Kerry courts North Carolina
Edward Cone
News & Record
9-12-04
John Kerry mentioned Vietnam only in passing when he came to town last week, saying that he had defended this country as a young man and would do so as president. He focused instead on more recent history -- the record of George W. Bush -- and on what a Kerry presidency would hold for the future. It came across as a serious speech by a serious man, a major course correction after last month's disastrous detour into his martial past.
With John Edwards on the ticket, the Kerry campaign is hoping that North Carolina is in play. That's why the candidate has been here three times in the last two months. But in this polarized and emotional race, it's going to take a lot more than selecting our senator as his running mate for Kerry to carry the state. Bush still leads in the polls, and Mike Munger, chair of the political science department at Duke, says that GOP presidential candidates tend to do better here than polls predict they will.
The friendly crowd at the beautifully restored Southern Railway station in downtown Greensboro responded with increasing fervor after Kerry worked through the predictable politician-comes-South jokes (grits, learning to say y'all) to touch on jobs, health care, education, the environment and national security. He brought down the house by introducing himself as John Edwards' running mate. But all that was preaching to the choir.
The real audience remains the undecided voter. Again and again, Kerry reached out to North Carolinians on issues that he tried to strip of red or blue packaging. Take away the partisan labels, he said, and judge the facts. He called his platform "common sense" and pitched his positions as "values" that cut across party lines.
Kerry's warm-up act, 13th District Congressman Brad Miller, enumerated some of the reasons why North Carolina should consider going Democratic for the first time since Jimmy Carter won back in 1976. And the numbers across this state are not pretty: 160,000 lost manufacturing jobs in the Bush era, a nearly 10 percent dip in median income, more people poor and uninsured.
But on this day at least, Miller was a lonely voice for Kerry among ranking North Carolina Democrats. The big guns stayed away in droves. Among the no-shows: Gov. Mike Easley, Lt. Gov. Beverly Perdue, U.S. Senate candidate Erskine Bowles, and 12th District Congressman Mel Watt. The Kerry campaign clearly thinks Bush can be made to work for our 15 electoral votes, but so far at least the Massachusetts senator is not getting a lot of help around here from his own team.
Kerry went right at Bush on domestic issues, declaring that "W" stands for "Wrong" on health care (he called it "a right, not a privilege for the wealthy and connected"), veterans affairs and exporting jobs. He invoked the names of North Carolina's own Terry Sanford and Jim Hunt when discussing education. Sometimes he got specific, citing the ban on bulk purchasing of pharmaceuticals by Medicare in Bush's expensive new entitlement package, and sometimes he settled for pleasing generalities.
Looming over everything was the issue of security. Bush's virtue is that he has been decisive and aggressive in a confusing and frightening time. People rally to the president during a war -- that's pretty much the reason Bush isn't already packing for Crawford -- and even continuing bad news from Iraq may not hurt the incumbent, at least not in time to do Kerry much good.
This is dangerous territory for Kerry. It doesn't seem to matter to many voters that the bad guys are back in much of Afghanistan and that forces hostile to our interests still control a sizable swath of Iraq, which of course had nothing to do with the events of three years ago yesterday in the first place. Bush is taking the fight to, well, someone, and that seems to carry a lot of weight.
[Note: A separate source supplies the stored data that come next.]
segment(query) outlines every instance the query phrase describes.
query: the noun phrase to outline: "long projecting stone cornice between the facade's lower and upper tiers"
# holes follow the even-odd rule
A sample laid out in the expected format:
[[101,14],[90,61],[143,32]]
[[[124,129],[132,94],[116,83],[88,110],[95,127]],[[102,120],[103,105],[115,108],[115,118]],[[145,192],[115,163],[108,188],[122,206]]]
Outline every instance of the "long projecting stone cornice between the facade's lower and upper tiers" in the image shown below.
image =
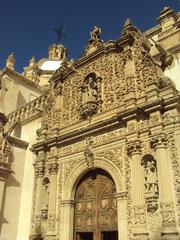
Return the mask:
[[[177,99],[176,99],[177,101]],[[39,152],[40,150],[47,150],[53,146],[65,146],[74,141],[78,141],[78,139],[83,139],[88,136],[99,134],[100,132],[110,131],[110,129],[117,129],[121,126],[127,124],[127,121],[131,119],[138,119],[140,116],[146,115],[149,117],[149,114],[154,111],[154,109],[158,109],[159,111],[164,111],[167,107],[164,105],[165,102],[163,99],[159,99],[158,101],[154,101],[150,104],[145,104],[144,106],[135,107],[133,109],[125,110],[121,113],[116,113],[114,116],[111,116],[106,120],[99,120],[98,122],[87,125],[84,128],[76,128],[72,129],[72,131],[64,134],[58,134],[57,136],[52,136],[51,138],[44,140],[42,142],[38,142],[34,144],[31,148],[33,152]],[[175,106],[173,106],[175,107]],[[127,133],[129,134],[129,133]]]

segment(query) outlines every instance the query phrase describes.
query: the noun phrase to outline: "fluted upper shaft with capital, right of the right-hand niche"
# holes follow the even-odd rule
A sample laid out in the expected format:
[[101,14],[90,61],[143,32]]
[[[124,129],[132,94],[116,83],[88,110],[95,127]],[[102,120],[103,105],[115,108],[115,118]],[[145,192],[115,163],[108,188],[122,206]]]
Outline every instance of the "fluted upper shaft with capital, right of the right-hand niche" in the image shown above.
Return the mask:
[[164,133],[157,134],[151,138],[151,145],[157,154],[157,171],[159,183],[160,202],[173,201],[172,179],[170,159],[168,159],[167,138]]

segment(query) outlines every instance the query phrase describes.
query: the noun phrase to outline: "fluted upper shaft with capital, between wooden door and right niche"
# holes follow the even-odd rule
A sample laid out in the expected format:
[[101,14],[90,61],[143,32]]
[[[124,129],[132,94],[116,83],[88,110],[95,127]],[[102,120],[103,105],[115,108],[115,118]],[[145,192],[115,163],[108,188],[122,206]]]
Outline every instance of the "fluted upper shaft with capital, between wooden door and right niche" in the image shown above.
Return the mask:
[[141,143],[139,140],[128,143],[128,154],[131,156],[132,198],[134,205],[145,204],[144,177],[141,166]]

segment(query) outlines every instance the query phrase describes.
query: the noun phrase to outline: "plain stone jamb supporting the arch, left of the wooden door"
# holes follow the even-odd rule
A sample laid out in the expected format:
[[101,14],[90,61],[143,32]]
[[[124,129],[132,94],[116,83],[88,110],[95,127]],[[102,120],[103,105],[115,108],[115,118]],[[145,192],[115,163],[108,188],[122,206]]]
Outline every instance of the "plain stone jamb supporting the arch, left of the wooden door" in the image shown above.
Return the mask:
[[73,223],[74,223],[74,205],[73,200],[64,200],[61,202],[62,211],[62,239],[73,239]]

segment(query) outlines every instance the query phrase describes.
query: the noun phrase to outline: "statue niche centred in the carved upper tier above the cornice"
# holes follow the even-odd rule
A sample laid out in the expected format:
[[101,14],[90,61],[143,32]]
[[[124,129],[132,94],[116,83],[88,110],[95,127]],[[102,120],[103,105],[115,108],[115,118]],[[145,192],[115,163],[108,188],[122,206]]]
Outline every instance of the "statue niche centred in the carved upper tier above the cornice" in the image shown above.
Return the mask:
[[81,86],[82,104],[80,113],[83,119],[91,117],[100,109],[101,104],[101,78],[90,73]]

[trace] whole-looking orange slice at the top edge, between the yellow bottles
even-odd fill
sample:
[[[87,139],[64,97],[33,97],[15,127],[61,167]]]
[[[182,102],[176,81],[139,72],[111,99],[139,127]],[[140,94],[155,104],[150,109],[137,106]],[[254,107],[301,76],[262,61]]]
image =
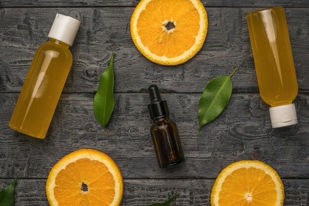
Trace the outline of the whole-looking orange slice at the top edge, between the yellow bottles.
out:
[[[131,36],[150,61],[178,65],[202,48],[207,26],[200,0],[141,0],[131,18]]]

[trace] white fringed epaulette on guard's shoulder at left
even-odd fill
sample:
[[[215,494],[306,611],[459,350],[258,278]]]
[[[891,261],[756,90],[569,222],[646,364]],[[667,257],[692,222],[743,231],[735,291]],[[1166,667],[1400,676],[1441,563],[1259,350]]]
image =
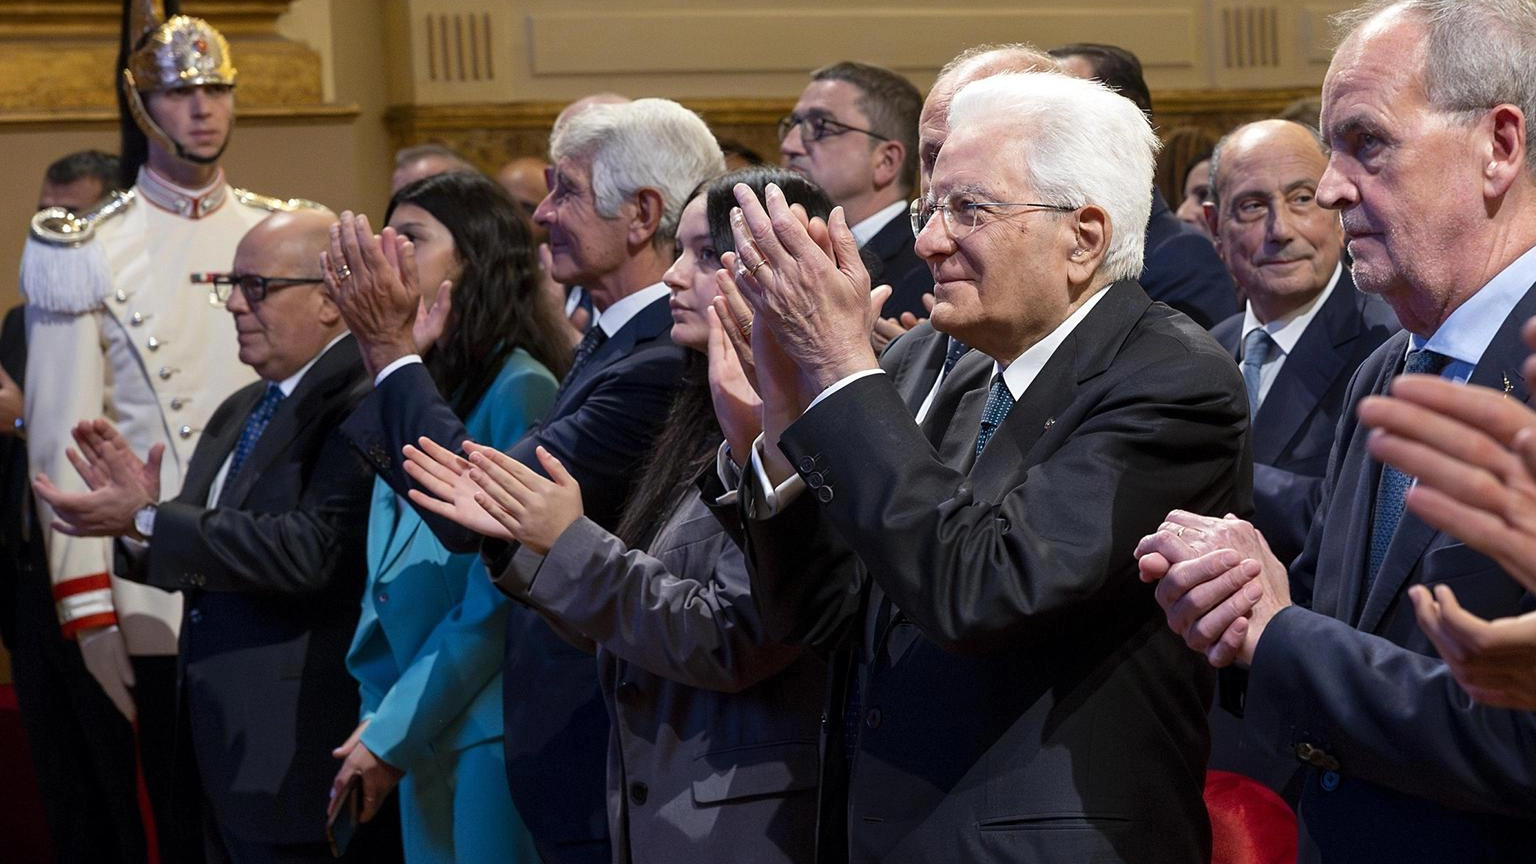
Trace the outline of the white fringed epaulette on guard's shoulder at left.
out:
[[[22,297],[49,312],[81,314],[112,292],[112,268],[95,243],[95,228],[134,204],[134,191],[112,192],[98,208],[75,215],[48,208],[32,217],[22,251]]]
Kerry's ultimate success, in North Carolina and beyond, may depend on his ability to uncouple the war in Iraq from the war on terror, and to demonstrate the gap between Bush's goals for Iraq and the current situation there. In Greensboro, Kerry pounded Bush for his "catastrophic choice" to go into Iraq without a plan for the peace. He promised to rebuild our "shredded alliances" and said he would try to bring home our troops within four years, while warning against leaving a power vacuum in the region. And he said he would use force to defend the United States, including taking "proactive" measures, whatever that may mean.
It was a start but did not seem to me enough to move any great number of undecideds into his camp. Kerry has less than two months to make his case that Bush's decisions in Iraq have been bad ones and, more importantly, that his own decisions would improve the situation there while advancing the overall war against the people and organizations that would do us harm.
On domestic issues, Kerry presented a compelling set of arguments to North Carolina voters. In any other year, that might have been enough to push the state into the Democratic column. But with seven weeks to go, his message on security still seems a bit fuzzy. Unless he can sharpen it in a hurry, I would expect the GOP to continue its generation-long hold on North Carolina's electoral votes.